A sobretaxa de 25% sobre as exportações de automóveis para os EUA já estão penalizando fortemente as montadoras japonesas, e o quadro pode piorar caso Trump mantenha tarifaço “recíproco” adicional de 25% sobre qualquer coisa que para lá o Japão exporte.
O Japão experimentou um déficit comercial de 2,2 trilhões de ienes (US$ 14,9 bilhões) no primeiro semestre de 2025, com as exportações para os EUA caindo 11,4% somente em junho. Como resultado, o governo está sob considerável pressão das grandes empresas para chegar a um acordo.

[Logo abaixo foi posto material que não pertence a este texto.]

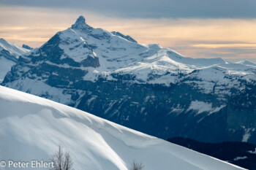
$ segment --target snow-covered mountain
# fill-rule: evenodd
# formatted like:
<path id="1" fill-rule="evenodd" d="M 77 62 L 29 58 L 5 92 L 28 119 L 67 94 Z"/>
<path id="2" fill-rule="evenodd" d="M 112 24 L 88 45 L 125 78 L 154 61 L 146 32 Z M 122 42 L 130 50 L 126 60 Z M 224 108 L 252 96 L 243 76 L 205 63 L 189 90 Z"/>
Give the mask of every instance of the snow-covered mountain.
<path id="1" fill-rule="evenodd" d="M 23 55 L 3 85 L 162 139 L 256 143 L 256 68 L 185 58 L 80 17 Z"/>
<path id="2" fill-rule="evenodd" d="M 18 57 L 29 51 L 27 49 L 12 45 L 4 39 L 0 39 L 0 82 L 17 62 Z"/>
<path id="3" fill-rule="evenodd" d="M 241 61 L 236 62 L 236 63 L 241 63 L 241 64 L 246 65 L 246 66 L 251 66 L 256 67 L 256 63 L 254 63 L 249 61 Z"/>
<path id="4" fill-rule="evenodd" d="M 133 160 L 148 170 L 235 170 L 240 167 L 125 128 L 89 113 L 0 86 L 1 161 L 48 162 L 58 145 L 74 169 L 127 170 Z M 3 164 L 1 164 L 3 165 Z M 11 166 L 2 169 L 16 169 Z M 21 168 L 20 168 L 21 169 Z"/>

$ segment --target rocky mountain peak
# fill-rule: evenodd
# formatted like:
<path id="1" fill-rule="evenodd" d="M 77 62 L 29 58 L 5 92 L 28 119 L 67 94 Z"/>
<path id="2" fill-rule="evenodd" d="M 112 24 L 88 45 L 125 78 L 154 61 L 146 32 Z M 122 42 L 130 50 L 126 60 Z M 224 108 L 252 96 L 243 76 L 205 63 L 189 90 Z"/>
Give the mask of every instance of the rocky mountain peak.
<path id="1" fill-rule="evenodd" d="M 77 28 L 77 29 L 79 29 L 79 28 L 86 28 L 86 27 L 89 27 L 89 26 L 88 26 L 86 23 L 86 18 L 80 15 L 78 19 L 77 20 L 75 21 L 75 23 L 72 25 L 72 28 Z"/>

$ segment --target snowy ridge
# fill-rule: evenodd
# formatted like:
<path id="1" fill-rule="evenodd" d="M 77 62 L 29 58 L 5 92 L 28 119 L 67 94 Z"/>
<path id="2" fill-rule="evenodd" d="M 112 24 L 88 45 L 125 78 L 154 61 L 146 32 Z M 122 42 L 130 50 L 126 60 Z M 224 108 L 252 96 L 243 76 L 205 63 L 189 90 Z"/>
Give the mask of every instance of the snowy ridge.
<path id="1" fill-rule="evenodd" d="M 2 160 L 47 161 L 61 144 L 70 152 L 78 170 L 84 167 L 127 170 L 133 159 L 141 161 L 148 170 L 243 169 L 85 112 L 2 86 L 0 101 Z"/>
<path id="2" fill-rule="evenodd" d="M 2 85 L 162 139 L 241 141 L 241 125 L 256 128 L 252 63 L 186 58 L 94 28 L 83 16 L 12 68 Z M 250 134 L 248 142 L 256 143 L 256 132 Z"/>
<path id="3" fill-rule="evenodd" d="M 227 70 L 237 69 L 227 66 L 230 63 L 222 58 L 185 58 L 157 44 L 142 45 L 135 40 L 129 40 L 127 37 L 133 39 L 121 33 L 94 28 L 86 24 L 83 16 L 71 28 L 59 32 L 56 36 L 60 39 L 56 45 L 64 52 L 61 60 L 71 58 L 81 63 L 88 56 L 98 58 L 99 64 L 93 66 L 94 68 L 80 68 L 89 71 L 84 80 L 92 82 L 102 76 L 114 80 L 112 74 L 129 74 L 136 77 L 135 82 L 169 85 L 178 81 L 177 74 L 181 73 L 189 74 L 195 70 L 216 66 Z M 40 53 L 39 49 L 31 55 Z"/>
<path id="4" fill-rule="evenodd" d="M 11 70 L 18 57 L 29 50 L 12 45 L 4 39 L 0 39 L 0 83 L 6 74 Z"/>
<path id="5" fill-rule="evenodd" d="M 0 51 L 3 49 L 10 52 L 10 54 L 14 55 L 17 58 L 25 54 L 30 50 L 23 47 L 20 47 L 17 45 L 12 45 L 8 42 L 7 42 L 4 39 L 0 39 Z"/>

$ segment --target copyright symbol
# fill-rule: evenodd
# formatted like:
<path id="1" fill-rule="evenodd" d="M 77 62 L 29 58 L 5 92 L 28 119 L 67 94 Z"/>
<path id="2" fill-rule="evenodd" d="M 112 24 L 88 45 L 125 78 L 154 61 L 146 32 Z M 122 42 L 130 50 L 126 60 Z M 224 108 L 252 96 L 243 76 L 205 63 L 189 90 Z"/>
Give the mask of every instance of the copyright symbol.
<path id="1" fill-rule="evenodd" d="M 0 166 L 2 168 L 4 168 L 7 166 L 7 163 L 5 163 L 5 161 L 1 161 L 0 162 Z"/>

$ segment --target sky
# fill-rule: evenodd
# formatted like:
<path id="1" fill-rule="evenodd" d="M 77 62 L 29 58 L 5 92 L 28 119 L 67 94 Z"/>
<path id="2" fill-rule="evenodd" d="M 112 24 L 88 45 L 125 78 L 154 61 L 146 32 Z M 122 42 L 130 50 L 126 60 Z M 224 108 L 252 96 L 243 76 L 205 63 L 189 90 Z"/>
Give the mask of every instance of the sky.
<path id="1" fill-rule="evenodd" d="M 0 0 L 0 38 L 37 47 L 80 15 L 186 57 L 256 62 L 255 0 Z"/>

Em abril, Ishiba anunciou medidas econômicas de emergência para aliviar o impacto nas indústrias e famílias afetadas pelas novas tarifas impostas por Washington.
Em uma coletiva de imprensa na segunda-feira, Ishiba prometeu promover aumentos salariais e conter a alta dos preços e se envolver diretamente com o presidente dos EUA, Donald Trump, na negociação de um acordo comercial.

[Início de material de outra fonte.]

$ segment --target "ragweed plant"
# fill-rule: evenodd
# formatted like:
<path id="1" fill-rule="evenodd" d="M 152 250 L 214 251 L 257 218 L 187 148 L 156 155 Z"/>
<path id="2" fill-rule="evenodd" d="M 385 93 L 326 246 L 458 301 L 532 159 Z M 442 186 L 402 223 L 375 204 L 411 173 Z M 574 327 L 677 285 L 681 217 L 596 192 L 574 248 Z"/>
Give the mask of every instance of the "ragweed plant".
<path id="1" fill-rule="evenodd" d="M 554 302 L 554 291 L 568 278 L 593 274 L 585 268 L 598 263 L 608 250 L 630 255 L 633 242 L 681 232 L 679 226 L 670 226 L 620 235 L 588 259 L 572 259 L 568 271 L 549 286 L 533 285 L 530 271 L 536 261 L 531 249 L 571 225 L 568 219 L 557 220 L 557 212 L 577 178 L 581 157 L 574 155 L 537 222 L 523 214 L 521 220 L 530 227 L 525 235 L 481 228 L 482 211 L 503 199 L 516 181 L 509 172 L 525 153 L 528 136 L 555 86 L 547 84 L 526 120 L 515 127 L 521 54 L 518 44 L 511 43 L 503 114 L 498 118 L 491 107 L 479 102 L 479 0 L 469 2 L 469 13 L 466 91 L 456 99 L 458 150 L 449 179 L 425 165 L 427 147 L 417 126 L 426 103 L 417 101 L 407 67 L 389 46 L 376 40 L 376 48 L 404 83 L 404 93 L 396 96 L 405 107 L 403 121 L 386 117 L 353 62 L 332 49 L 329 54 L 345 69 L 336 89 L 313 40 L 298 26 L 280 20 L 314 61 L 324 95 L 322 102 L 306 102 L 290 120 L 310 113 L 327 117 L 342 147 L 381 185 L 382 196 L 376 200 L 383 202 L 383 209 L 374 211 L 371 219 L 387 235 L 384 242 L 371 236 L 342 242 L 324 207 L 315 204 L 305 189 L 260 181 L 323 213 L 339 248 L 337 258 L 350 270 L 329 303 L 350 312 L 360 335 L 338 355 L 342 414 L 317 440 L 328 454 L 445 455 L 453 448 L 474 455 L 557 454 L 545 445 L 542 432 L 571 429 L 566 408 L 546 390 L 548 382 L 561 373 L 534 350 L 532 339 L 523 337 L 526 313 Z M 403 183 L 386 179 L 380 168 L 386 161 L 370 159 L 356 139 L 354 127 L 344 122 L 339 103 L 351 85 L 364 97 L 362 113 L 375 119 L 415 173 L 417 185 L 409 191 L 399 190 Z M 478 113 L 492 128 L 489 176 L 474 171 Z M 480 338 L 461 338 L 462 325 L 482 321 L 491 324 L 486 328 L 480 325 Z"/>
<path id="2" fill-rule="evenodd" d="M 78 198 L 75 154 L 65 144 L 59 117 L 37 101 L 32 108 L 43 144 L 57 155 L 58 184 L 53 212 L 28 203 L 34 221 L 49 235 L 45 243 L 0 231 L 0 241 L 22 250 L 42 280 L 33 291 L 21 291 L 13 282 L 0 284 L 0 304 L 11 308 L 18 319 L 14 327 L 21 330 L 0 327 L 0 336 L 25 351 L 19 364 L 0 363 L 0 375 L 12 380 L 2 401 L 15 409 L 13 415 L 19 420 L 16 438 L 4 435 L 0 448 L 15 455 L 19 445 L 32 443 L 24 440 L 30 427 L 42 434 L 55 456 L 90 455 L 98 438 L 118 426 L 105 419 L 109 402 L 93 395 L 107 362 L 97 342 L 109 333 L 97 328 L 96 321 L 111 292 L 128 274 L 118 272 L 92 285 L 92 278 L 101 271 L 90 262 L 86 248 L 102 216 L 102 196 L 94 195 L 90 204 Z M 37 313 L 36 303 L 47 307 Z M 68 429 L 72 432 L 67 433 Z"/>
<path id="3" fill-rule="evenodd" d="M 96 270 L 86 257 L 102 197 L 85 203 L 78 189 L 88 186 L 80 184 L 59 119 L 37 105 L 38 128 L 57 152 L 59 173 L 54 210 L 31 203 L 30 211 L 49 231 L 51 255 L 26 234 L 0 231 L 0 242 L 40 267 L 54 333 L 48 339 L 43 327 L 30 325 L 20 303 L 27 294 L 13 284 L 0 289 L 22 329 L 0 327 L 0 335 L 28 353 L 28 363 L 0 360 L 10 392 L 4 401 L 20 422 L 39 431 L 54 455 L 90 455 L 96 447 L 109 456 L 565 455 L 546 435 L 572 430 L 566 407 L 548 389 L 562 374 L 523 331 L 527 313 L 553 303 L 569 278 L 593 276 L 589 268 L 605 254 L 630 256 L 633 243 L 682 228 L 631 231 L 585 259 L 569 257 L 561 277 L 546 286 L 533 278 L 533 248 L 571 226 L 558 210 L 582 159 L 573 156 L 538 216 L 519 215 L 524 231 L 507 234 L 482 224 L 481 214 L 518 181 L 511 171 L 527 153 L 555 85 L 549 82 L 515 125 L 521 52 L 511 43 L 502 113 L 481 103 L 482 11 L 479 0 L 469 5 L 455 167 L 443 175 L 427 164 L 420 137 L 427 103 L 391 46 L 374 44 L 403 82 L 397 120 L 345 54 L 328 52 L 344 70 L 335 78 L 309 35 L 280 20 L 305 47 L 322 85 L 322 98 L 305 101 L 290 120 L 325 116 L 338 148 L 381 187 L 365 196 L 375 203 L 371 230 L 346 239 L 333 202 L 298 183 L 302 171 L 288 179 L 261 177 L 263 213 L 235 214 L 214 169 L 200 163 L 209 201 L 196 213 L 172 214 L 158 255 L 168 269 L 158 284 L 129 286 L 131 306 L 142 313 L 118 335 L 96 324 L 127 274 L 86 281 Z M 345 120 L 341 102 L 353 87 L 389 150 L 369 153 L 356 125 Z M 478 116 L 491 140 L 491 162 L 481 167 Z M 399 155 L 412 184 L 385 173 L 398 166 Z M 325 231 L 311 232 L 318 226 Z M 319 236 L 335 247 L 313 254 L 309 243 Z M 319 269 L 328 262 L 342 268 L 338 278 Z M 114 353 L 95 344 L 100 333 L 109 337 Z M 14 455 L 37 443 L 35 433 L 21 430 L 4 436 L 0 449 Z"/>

O principal partido da oposição – o Partido Democrático Constitucional do Japão – manteve suas 22 cadeiras disputadas, e agora tem 39 parlamentares na câmara alta.

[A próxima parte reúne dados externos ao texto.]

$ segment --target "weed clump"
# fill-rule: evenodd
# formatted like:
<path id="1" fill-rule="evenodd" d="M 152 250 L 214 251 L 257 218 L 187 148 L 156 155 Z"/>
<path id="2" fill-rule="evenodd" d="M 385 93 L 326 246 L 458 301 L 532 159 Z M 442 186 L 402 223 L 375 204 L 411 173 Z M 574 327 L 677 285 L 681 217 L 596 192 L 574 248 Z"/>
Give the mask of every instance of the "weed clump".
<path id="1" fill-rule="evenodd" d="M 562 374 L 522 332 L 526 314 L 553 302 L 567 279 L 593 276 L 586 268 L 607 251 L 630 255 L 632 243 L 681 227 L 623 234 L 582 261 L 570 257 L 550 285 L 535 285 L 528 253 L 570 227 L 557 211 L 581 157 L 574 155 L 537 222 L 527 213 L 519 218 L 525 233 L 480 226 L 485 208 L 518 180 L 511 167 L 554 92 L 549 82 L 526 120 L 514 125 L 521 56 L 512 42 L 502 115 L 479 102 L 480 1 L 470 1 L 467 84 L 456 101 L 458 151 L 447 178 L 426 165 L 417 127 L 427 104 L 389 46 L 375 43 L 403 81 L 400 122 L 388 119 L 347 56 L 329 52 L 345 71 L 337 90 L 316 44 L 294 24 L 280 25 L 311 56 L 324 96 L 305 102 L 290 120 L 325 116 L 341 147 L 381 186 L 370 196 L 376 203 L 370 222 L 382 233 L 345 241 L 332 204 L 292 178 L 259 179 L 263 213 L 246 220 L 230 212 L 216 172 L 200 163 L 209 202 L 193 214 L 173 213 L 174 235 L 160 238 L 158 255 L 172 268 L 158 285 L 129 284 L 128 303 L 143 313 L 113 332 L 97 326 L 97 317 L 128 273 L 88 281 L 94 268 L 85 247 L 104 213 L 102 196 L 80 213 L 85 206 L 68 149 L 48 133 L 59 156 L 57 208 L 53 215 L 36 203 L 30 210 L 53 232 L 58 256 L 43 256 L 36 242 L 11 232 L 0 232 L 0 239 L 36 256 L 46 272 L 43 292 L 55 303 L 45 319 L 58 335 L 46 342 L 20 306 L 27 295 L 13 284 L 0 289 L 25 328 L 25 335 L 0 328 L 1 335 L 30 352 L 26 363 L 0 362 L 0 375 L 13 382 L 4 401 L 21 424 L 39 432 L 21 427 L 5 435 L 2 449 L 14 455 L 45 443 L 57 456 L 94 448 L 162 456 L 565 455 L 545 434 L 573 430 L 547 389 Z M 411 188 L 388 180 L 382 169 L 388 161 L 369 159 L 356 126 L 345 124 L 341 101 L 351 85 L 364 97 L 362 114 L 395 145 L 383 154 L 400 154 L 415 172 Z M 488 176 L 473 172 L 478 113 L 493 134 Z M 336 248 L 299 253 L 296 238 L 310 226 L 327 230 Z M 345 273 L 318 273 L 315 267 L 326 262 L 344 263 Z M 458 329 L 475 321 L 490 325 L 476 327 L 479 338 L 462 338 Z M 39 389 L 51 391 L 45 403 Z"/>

SANSEITO ESPICHA O PESCOÇO
Dois partidos à direita do PLD, o Partido Democrático para o Povo (DPP) e o Sanseito, conquistaram 13 cadeiras cada, e controlam agora, respectivamente, 17 e 14 cadeiras.
Apresentando-se como um trumpismo à moda japonesa, e fazendo carga contra a imigração, sob o lema “Japoneses Primeiro”, o Sanseito pulou de 1 para 14 cadeiras.
A demagogia do Sanseito buscou capitalizar o descontentamento de cidadãos comuns que se sentem excluídos de moradias e serviços, enquanto veem investidores estrangeiros comprando imóveis e um número recorde de turistas no país. O DPP ganhou força com apelos para limitar impostos a fim de mitigar o impacto da inflação.
O partido de extrema-direita Nippon Ishin no Kai conquistou sete assentos no domingo, e passa a ter 19 representantes, mas supostamente não se mostra inclinado a se somar à desgastada coalizão de Ishiba.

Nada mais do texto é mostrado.